Belly or the Head

They say that those who don't remember history are condemned to repeat it.

Down in the Gutter, what's the difference? Remember. Forget. Either way, you're still pretty much fucked.

Belly or the Head by R.J. Spears

“Belly or the head?” the man asks, pressing the gun tip into the back of my head.
Same lousy choices as the first time I got asked that question thirty-two years ago.

I was ten. Tank was twelve and earned his nickname by being as wide as a dump truck and as tall as an NFL lineman. Tank had been held back in the fifth grade two years in a row and was easily the biggest kid in the class. He terrorized every kid in the neighborhood, day-in, day-out, 365 days a year.
“Belly or the head?” Tank asked again as he punched me in the arm, nearly knocking me over. I told myself not to cry because that only made it worse. “The head,” he said, “I might knock out a tooth, break your nose, give you a black eye. The stomach, you’ll suck air for a few minutes and just think you’re going to die.”

I already knew the drill. It was the same speech Tank gave all his victims.

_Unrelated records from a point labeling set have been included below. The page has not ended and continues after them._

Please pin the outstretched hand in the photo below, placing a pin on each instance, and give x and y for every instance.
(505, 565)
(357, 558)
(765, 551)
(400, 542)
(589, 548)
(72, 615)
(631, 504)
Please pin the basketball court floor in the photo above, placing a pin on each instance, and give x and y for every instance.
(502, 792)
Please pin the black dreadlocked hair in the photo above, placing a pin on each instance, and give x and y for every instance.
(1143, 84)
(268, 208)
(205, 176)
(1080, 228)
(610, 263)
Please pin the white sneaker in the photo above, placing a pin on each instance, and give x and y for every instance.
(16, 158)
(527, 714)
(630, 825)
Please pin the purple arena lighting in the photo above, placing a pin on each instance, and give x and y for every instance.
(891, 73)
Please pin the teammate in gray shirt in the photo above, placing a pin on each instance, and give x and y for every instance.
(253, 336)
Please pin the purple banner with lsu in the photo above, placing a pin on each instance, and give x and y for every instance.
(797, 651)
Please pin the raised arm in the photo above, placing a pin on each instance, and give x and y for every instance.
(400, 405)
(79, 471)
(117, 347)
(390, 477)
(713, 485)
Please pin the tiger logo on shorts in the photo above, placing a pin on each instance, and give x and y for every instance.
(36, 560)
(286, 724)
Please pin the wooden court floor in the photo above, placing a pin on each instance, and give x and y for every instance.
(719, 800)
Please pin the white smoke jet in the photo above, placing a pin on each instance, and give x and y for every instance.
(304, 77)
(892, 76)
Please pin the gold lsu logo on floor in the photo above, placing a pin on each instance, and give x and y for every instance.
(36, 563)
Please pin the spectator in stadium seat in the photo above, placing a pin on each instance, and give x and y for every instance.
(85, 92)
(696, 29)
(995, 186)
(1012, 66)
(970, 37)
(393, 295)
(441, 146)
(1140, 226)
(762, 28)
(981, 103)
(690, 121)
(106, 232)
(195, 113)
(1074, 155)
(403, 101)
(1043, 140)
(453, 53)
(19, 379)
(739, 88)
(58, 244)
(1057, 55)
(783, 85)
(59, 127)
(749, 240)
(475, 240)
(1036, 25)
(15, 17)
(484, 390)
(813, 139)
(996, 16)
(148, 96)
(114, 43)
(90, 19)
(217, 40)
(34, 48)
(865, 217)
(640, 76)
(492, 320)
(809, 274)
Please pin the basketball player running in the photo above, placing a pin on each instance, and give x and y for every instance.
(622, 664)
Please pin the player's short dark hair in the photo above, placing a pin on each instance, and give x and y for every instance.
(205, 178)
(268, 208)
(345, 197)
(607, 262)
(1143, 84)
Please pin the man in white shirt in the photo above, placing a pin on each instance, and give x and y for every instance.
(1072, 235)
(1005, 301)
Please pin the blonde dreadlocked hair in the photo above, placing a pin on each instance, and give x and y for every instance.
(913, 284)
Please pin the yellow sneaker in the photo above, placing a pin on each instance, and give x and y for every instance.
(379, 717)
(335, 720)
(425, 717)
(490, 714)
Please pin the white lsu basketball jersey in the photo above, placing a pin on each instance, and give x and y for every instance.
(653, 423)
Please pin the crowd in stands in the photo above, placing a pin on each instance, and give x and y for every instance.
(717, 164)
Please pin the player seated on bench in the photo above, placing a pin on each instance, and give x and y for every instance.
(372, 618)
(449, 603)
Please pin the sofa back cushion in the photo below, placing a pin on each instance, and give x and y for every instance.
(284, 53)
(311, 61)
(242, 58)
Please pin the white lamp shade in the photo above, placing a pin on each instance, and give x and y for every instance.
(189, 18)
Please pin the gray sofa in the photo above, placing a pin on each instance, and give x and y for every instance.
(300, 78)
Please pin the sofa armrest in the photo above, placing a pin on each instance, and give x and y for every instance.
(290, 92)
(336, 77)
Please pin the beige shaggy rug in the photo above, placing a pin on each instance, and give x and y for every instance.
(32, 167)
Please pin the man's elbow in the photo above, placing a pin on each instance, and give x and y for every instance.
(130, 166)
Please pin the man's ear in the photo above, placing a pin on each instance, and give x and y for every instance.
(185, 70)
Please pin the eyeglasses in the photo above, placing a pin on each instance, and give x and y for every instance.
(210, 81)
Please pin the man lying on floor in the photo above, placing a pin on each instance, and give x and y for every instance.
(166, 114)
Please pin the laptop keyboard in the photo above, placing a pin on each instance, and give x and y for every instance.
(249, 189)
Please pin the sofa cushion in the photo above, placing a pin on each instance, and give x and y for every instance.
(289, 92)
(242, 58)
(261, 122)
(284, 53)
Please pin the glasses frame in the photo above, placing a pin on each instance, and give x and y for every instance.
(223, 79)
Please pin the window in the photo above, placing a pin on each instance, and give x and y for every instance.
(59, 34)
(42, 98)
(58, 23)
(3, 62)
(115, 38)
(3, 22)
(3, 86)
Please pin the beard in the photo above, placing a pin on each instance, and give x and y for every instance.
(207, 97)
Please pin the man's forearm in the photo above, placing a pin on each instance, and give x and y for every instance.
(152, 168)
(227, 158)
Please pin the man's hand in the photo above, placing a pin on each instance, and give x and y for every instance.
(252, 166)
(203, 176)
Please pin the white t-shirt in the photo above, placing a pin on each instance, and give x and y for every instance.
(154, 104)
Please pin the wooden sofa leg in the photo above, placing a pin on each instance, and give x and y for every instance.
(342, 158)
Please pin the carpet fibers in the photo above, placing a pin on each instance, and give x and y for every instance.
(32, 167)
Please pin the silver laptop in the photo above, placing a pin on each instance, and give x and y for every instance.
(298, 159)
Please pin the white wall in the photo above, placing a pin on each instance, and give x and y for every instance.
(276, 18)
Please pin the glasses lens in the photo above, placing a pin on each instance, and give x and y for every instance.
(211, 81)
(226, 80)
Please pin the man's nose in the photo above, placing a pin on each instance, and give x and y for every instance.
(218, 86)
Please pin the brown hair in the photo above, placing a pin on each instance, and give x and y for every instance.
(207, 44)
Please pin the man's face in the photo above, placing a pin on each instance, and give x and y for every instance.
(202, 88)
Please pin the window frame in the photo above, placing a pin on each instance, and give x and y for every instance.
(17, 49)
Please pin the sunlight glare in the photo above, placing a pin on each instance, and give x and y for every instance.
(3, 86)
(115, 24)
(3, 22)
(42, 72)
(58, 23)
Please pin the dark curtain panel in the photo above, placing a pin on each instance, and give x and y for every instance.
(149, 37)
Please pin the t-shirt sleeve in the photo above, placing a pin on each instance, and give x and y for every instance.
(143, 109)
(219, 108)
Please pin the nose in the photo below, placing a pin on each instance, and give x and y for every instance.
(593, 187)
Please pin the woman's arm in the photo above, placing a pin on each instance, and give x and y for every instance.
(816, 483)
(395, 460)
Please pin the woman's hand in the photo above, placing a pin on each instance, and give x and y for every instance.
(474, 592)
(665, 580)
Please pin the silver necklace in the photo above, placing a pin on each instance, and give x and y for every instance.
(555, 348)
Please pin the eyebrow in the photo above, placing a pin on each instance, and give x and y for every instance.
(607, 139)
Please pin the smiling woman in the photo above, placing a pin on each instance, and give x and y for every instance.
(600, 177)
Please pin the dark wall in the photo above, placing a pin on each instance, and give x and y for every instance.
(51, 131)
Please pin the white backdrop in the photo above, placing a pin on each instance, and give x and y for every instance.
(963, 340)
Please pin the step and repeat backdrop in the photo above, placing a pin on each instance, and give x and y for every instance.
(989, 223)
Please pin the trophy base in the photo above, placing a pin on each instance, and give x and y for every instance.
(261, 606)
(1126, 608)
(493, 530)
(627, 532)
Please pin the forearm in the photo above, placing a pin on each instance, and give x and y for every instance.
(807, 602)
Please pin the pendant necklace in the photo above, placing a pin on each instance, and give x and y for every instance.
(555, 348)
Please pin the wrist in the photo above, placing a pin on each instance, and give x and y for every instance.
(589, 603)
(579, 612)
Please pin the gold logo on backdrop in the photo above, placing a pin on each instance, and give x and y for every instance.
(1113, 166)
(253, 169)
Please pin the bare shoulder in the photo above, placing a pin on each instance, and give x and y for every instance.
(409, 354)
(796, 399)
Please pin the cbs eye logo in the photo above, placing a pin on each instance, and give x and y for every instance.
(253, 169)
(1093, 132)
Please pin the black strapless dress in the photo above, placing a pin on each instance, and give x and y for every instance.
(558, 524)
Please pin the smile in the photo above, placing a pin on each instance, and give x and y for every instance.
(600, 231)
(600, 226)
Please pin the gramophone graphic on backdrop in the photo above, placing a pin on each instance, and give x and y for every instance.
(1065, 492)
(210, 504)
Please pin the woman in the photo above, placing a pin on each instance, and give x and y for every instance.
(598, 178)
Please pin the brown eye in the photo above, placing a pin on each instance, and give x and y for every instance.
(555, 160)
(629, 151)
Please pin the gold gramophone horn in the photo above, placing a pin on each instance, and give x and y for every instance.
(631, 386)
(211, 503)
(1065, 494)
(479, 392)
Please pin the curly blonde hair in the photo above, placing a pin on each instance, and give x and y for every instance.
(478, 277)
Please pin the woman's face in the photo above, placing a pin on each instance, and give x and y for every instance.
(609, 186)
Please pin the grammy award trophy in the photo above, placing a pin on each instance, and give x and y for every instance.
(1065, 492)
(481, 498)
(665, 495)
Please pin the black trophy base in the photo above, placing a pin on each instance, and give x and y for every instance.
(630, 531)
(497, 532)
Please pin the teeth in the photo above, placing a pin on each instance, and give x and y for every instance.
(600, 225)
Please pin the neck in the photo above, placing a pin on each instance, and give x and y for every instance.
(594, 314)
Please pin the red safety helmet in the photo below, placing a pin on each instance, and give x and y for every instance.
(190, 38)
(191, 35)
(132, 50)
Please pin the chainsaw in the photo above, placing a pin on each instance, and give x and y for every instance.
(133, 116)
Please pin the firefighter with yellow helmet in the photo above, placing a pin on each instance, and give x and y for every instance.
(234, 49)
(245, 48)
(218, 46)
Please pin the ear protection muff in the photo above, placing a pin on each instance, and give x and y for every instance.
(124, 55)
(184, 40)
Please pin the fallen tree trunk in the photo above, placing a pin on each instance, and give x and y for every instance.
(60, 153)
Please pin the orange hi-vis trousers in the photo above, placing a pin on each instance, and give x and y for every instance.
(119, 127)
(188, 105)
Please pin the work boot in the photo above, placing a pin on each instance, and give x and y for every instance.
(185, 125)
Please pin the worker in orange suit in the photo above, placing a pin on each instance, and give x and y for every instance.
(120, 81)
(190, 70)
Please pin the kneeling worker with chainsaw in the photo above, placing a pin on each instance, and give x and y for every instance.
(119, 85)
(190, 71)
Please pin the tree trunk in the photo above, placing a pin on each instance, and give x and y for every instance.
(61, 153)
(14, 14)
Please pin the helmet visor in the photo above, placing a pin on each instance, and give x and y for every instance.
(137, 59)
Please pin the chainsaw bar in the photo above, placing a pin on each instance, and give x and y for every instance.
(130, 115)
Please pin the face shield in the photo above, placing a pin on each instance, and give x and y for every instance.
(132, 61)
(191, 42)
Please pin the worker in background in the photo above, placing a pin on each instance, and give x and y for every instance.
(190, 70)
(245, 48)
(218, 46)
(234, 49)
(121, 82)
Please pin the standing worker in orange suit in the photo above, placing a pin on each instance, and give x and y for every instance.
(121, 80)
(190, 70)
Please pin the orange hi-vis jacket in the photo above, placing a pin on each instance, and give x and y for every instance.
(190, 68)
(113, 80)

“And you’ll probably puke,” Tank added for good measure.
I took the belly. I always took the belly. I hated the idea of being punched in the face.
Here I was, all these years later, faced with the same decision, only this time it wasn’t Tank’s meaty paw but a bullet.
“Belly or the head?”

The one asking now is none other than the Galvaso Family’s main enforcer, Frankie the Bull. He playfully slaps the barrel of his gun against the side my head, laughing as he does it. My head rings with pain and I feel a trickle of blood down my cheek.

“I need one more chance,” I plead, a blindfold covering my eyes, my hands zip-tied behind my back.

“You’re out of chances.” His breath stinks of stale coffee and cigars. “You can’t welch on your debts, then go around town jack-jawing about how you’ve pulled one over on the Galvasos. It’s bad for business. So, now, you’ve got a choice.”

There it was again but I beat him to the punch. “Yeah, belly or the head, I get it. But can’t I have another choice? What if I got you the money and left town?”

“You’re not smart enough to stay away.”

A cool breeze sweeps by as I weigh what could be the last decision of my life.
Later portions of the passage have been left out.